Bedouins living in Israel's southern Negev region protest against government plans to confiscate their land. Photograph: Amir Cohen/Reuters
"Mark Regev, spokesman for Israel's prime minister, Binyamin Netanyahu, said the aim of the government was to assist the Bedouin minority by assimilating them into wider Israeli society. "The Bedouin community has a lower standard of health care and education than the rest of Israel, they live in substandard conditions. We are investing 1.2bn shekels [£210m] to move them into the mainstream, to reduce that gap."
Comment from the Campaign for Bedouin-Jewish Justice:
This is Orwellian double-speak: if the Israeli govt wants to improve the living conditions of the Negev Bedouin, let them honor their wishes and develop and modernize the villages in which they live, without forcing tens of thousands of them off their land with brutal violence as they have at Al-Arakib and other villages, and concentrating them in urban townships in which they do not want to live. The bottom line: the Netanyahu govt covets Negev Bedouin land for developing new Jewish settlements and JNF forests.

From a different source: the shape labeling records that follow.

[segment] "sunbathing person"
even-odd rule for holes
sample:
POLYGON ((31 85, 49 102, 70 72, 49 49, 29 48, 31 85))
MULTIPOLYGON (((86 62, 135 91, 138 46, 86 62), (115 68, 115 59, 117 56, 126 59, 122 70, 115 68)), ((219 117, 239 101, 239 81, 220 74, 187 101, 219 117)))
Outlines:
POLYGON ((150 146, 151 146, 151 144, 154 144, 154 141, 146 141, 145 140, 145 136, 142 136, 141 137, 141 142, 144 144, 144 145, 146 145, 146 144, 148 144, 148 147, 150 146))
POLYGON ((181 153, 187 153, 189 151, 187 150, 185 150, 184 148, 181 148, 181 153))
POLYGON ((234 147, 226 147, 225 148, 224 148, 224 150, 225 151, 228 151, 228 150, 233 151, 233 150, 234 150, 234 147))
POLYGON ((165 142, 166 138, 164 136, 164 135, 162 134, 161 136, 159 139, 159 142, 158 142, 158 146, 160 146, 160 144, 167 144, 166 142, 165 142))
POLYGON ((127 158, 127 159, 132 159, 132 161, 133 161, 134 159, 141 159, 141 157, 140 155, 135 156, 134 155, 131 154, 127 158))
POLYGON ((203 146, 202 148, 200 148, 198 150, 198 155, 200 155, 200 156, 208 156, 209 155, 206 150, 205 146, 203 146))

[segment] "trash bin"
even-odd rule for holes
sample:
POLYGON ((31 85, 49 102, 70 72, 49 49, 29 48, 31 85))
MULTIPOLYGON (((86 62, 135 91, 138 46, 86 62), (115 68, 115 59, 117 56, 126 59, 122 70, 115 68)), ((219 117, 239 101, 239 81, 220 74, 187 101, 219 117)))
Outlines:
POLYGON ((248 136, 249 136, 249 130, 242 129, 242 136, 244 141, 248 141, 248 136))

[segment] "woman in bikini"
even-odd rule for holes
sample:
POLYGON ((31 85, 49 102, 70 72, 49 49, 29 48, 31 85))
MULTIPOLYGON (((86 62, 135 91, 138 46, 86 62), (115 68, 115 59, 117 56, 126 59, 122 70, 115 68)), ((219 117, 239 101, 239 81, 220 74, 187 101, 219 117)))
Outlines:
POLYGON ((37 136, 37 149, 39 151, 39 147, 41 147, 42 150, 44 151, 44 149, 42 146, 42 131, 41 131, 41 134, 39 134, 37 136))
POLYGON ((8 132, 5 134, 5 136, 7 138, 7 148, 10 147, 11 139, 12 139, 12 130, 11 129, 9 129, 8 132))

The govt's plan is designed to confine the Bedouin into reservations to free up their land for "Jewish development." This is an immoral policy that discriminates against non-Jewish Israelis in favor of Jewish Israelis and sabotages democracy and equal citizenship in Israel. It empties of meaning the "democratic" in Netanyahu's and Lieberman's demands that Israel be recognized by the Palestinians as a "democratic Jewish state," and insures that it will be seen as an undemocratic Jewish state which oppresses its minority non-Jewish Arab and Palestinian citizens. Why would the Palestinians recognize a Jewish state that mistreats and discriminates against its Palestinian and Arab citizens?
The article follows:
Six Arab-Israeli towns in Israel's southern Negev region have ground to a halt in protest at government plans to confiscate swathes of land from the Bedouin community. If the proposal passes through the Knesset, Israel's parliament, unopposed, 30,000 people could be forced from their homes within 60 days.
Schools, shops and municipal offices across the region closed for the day allowing more than 8,000 people to stage a demonstration in Beersheba rejecting the plan – the largest civil protest in the city's history. Arab-Israeli MP Jamal Zahalka said they were united against the proposal.